В трактире, полном господ офицеров, чиновников и путешествующих помещиков, Комаровский сразу потребовал лучший отдельный кабинет, приказал подать обессиленной Клер холодного, с погреба, морса или взвара, а сам переговорил с трактирщиком о некой Скобеихе. Клер лишь диву давалась – отчего он, расспрашивая барвихинского трактирщика, вставляет английские словечки – blood и bloody[8]. Трактирщик прикрывал рот рукой, корчил рожи, покорнейше прося его сиятельство подождать чуток, так как Скобеиха сейчас в «нумере» у проезжего жандармского полковника, который не велел их беспокоить.

– Сразу потом эту шалаву grenadier сюда ко мне, – приказал Комаровский. – А пока подай нам полный обед – ухи налимьей и расстегаев. А мадемуазель еще холодного взвара малинового. Ну и мне тоже тащи со льдом.

Слова шалава grenadier Клер в русском обиходе слышала – так называли женщин легкого поведения, продававших себя за деньги.

– Подождем, а пока пообедаем, вы проголодались, мадемуазель Клер? – спросил Евграф Комаровский, когда ловкие трактирные половые начали ставить на обеденный стол блюда и супницу с дымящейся ухой.

Клер, измученная жарой, решила, что и куска не в силах проглотить, однако, почувствовав аромат свежей ухи, она вдруг поняла, что голодна как волк. Комаровский налил ей щедро из кувшина малинового взвара. И себе тоже.

Опять малина! Надо же…

– Вы любите сладкое, Евграф Федоттчч? – не удержалась она.

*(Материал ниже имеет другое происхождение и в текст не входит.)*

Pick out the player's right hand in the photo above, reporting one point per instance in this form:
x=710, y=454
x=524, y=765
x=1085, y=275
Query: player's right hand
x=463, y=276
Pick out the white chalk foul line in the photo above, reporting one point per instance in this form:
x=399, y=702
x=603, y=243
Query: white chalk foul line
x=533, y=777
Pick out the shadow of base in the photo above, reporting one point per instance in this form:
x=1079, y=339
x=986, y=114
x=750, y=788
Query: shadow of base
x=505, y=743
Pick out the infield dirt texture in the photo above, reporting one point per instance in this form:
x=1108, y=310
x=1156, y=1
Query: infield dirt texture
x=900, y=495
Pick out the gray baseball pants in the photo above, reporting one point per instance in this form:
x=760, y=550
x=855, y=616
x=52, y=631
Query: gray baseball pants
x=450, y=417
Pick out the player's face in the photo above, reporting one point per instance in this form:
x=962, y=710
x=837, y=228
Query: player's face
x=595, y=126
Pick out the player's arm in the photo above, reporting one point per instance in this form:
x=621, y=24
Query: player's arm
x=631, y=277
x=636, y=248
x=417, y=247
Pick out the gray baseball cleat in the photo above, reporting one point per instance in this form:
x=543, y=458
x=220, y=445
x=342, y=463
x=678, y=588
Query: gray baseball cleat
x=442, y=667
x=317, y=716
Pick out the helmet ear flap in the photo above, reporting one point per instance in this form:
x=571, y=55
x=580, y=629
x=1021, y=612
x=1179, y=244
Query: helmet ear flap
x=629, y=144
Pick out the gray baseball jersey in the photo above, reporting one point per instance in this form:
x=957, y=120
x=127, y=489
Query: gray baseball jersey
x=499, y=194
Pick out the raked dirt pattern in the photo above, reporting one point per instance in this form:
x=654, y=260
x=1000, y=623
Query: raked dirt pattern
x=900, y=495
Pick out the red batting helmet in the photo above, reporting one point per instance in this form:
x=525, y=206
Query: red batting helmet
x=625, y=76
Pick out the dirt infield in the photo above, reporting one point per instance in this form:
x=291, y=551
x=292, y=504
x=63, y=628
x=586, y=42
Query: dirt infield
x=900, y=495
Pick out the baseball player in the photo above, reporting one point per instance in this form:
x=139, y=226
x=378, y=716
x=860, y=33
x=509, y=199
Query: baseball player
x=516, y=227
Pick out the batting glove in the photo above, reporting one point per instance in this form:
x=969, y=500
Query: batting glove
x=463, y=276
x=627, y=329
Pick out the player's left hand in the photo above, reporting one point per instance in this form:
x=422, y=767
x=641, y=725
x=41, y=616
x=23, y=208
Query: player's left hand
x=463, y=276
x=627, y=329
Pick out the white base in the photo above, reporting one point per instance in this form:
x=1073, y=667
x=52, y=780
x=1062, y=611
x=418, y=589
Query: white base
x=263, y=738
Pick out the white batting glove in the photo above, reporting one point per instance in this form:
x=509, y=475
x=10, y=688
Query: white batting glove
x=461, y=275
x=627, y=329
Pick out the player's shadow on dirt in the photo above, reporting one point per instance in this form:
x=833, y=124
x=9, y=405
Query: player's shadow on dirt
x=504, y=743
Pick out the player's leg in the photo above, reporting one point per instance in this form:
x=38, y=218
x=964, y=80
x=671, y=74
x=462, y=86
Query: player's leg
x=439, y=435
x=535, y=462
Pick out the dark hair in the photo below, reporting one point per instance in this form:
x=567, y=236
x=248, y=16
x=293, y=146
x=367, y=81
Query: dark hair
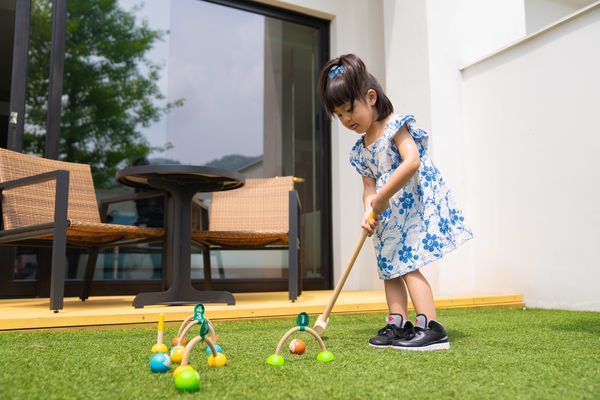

– С детства. Не баловали меня в детстве сладким. – Он пил малиновый взвар и смотрел на нее, сидящую напротив за большим круглым столом. – Я в Петербурге родился на Песках и матушку потерял восьмимесячным. А отца на восьмом году. Так что круглый сирота остался в мире. Некий благодетель пристроил меня в знаменитый французский пансион для сирот, где все было как в Версале в смысле политеса и этикета, а мы, воспитанники, и русской речи не слышали – говорили только на французском и немецком. Было у нас там два отделения, два факультета: Факультет сирот оборванцев – ФСО и Факультет сирот богатых – ФСБ. Меня, конечно, в первый записали, и не было дня в пансионе, когда бы меня бедностью моей не попрекали. Так что кроме языков и философии, латыни и математики, занимался я усиленно фехтованием на шпагах и… дрался, конечно, отпор давал. Такой был буян. Чуть что я batter an visage comme un tambour[9] – как у нас говорят, бил в морду как в бубен. Наказывали меня за драки, но я не сдавался. Одевали нас в пансионе в красивую форму, учили, как носить мундир. А кормили скудно. Так что кроме взвара ягодного летом я ничего из сладостей и не пробовал, малиновый взвар мне амброзией казался.

– И нам с Мэри, моей сводной сестрой, в детстве сладкого не давали, – призналась Клер. – Отчим Уильям Годвин[10] считал, что сладкое изнеживает, портит детей, а характер стойкий надо вырабатывать с детства. Я дочку зато сладким закармливала, пока она жила со мной, у меня.

– Уильям Годвин – философ, писатель, я читал его труды, памфлеты, хотя во многом с ним и не согласен.

– Он вырастил меня. – Клер допила малиновый взвар. – Его я считаю своим отцом. Я ведь бастард. Незаконнорожденная.

Евграф Комаровский смотрел на нее.

– Отчим долгое время был единственным моим учителем и авторитетом по жизни. А потом я поменяла взгляды, обрела нового наставника.

– Лорда Байрона?

– Да, его.

– Это правда, что он не выносил, когда женщина ест с ним за одним столом? Что женщины питались при нем украдкой на кухне вместе с прислугой?

– Нет. – Щеки Клер покрыл пунцовый румянец. – Мы с Мэри на вилле Диодати никогда не допустили бы подобного обращения с собой. И Шелли не позволил бы. Байрон это знал. Нас это не касалось. А над той итальянкой… Гвиччиолли он именно так издевался.